When was the last time you used “intellectual” and “pets” in the same sentence? Oh, sure – some think cats are fiercely independent and stealthy, and others think dogs are fiercely loyal and clever (when not napping) but “intellectual?” Not likely.
Take a walk down any U.S. Street – urban, suburban or country. You will probably encounter someone walking a dog (maybe even you?) or see a cat perched on a windowsill silently watching you stroll past its domain. Pets are everywhere! The latest statistics from the American Pet Products Association (APPA) report that 67% of U.S. households own a pet (that’s about 85 million homes).
The APPA reports that in 2020, we spent $103.6 billion on our pets. The ultimate consumer here (the pet) spent none of this money. It was the pet owner who made all the purchasing decisions. As you might expect, the pandemic actually led to large increases in pet industry spending (for pet food, treats, supplies, veterinary care, etc.), except for some pet services such as grooming, boarding, pet-sitting and dog-walking – since most pet owners were staying home and grooming salons had to close during the shutdowns.
Like any 21st century big business, intellectual property in the pet industry is a big deal. There are market shares to gain and maintain. Protecting brands, creative content and innovations are IP tools that facilitate those goals.
Like any consumer-focused market, trademarks are critical. A good trademark distinguishes your client’s goods or services from its competitors, serves as a guarantee of consistency and quality, and helps to promote the goods and services bearing that brand. When shopping for what may be his or her favorite family member, the pet owner looks for the familiar and trusted brand of pet food, or what has been recommended by pet-owner friends or the vet.

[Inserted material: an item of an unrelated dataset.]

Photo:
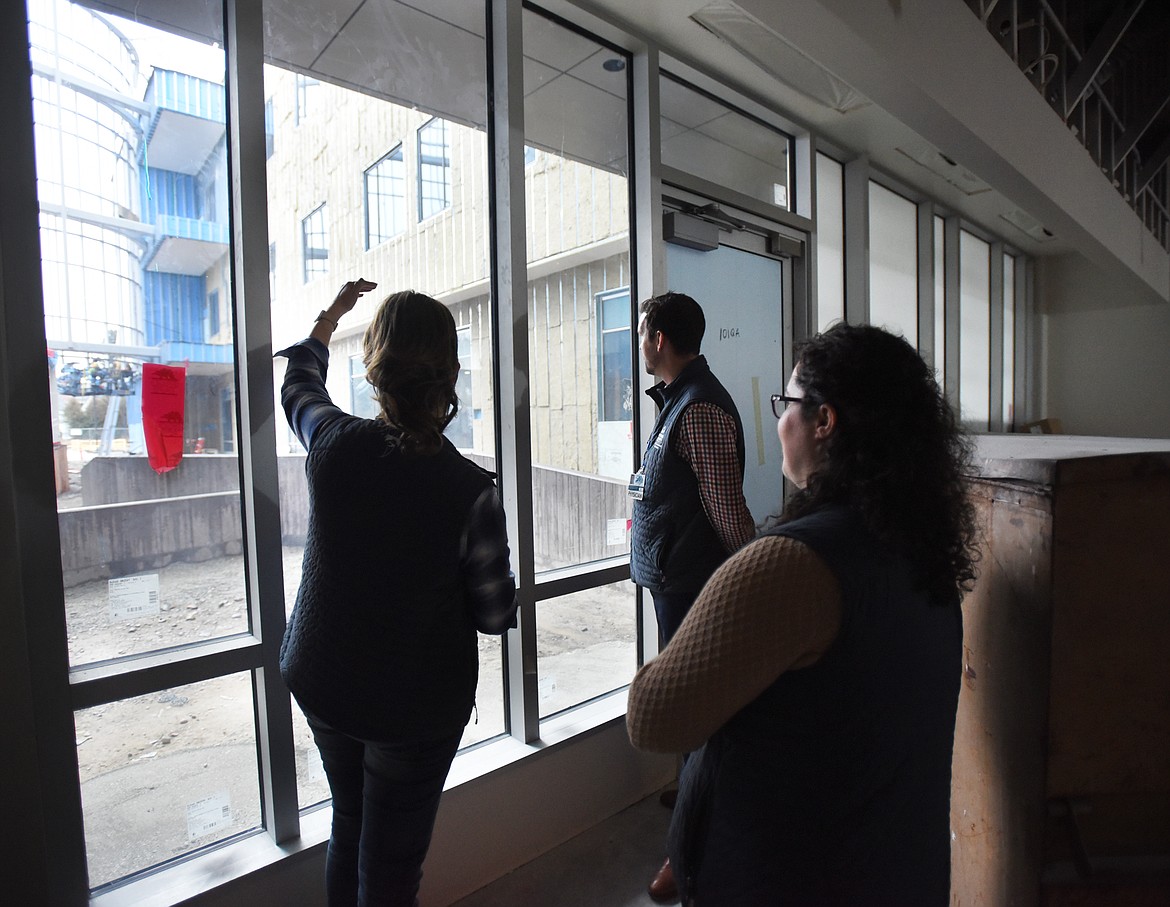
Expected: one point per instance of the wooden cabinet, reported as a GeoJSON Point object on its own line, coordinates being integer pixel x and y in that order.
{"type": "Point", "coordinates": [1062, 741]}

Because the purchaser is you and not your pet, some pet products sellers try to emulate brands that humans might already know. For instance, Tootsie Roll Industries is suing to stop another from selling TOOTSIE PUPS dog treats in view of its TOOTSIE POPS candy brand, and Anheuser-Busch once sued to stop the sale of BUTTWIPER dog toys in view of its BUDWEISER beer brand. While sometimes this type of me-too branding might be legally defensible under the First Amendment as parody (such as was found to be the case for CHEWY VUITTON dog toys), is parroting a known brand worth it? Even if such a ploy might generate some social media buzz, the associated legal fees and possible rebranding costs may not make it worthwhile as a long play. With trademarks, being original is almost always best.
Pet owners love to take pet pictures. Copyright vests in the creator or, in this case, the pet owner photographer who then has the right to control reproduction and distribution of that picture. If you post that awesome pet picture you took on Facebook or Twitter, its sharing and re-tweeting are subject to the social media platform’s terms and conditions that you agreed to so you lose some control (although maybe not if someone tries to use your posted picture on a commercial level). You can only hope to capture that next “Grumpy Cat” image that could launch your pet as a licensing and meme phenomenon.
Your client can be granted a U.S. utility patent if its invention is useful and, in view of the prior art, novel and nonobvious. A U.S. design patent can be granted for an article that is original, ornamental and, in view of the prior art, novel and nonobvious. Pet products that have qualified for patent protection recently include a variety of innovations, including pet toys, removeable litter tray cartridges, dog cooling pads, self-clumping cat litter, dental dog chews, and flea and tick medication applicators. And even though our pets don’t have smartphones, patents have been awarded for apps that facilitate pet chats so you can have a conversation with your pet even though you aren’t home.
Some of the products mentioned above have been involved in patent infringement litigation, but patent battles in the pet industry aren’t limited only to pet product patents. In 2021, IBM and e-commerce retail giant Chewy, Inc. are in the early throes of patent litigation over four IBM patents that Chewy characterizes as relating to so-called “early internet” methods or abstract methods including presenting advertising, formatting web content, associating advertisements with search results and magnifying objects. No bacon flavoring or cat nip involved in this case.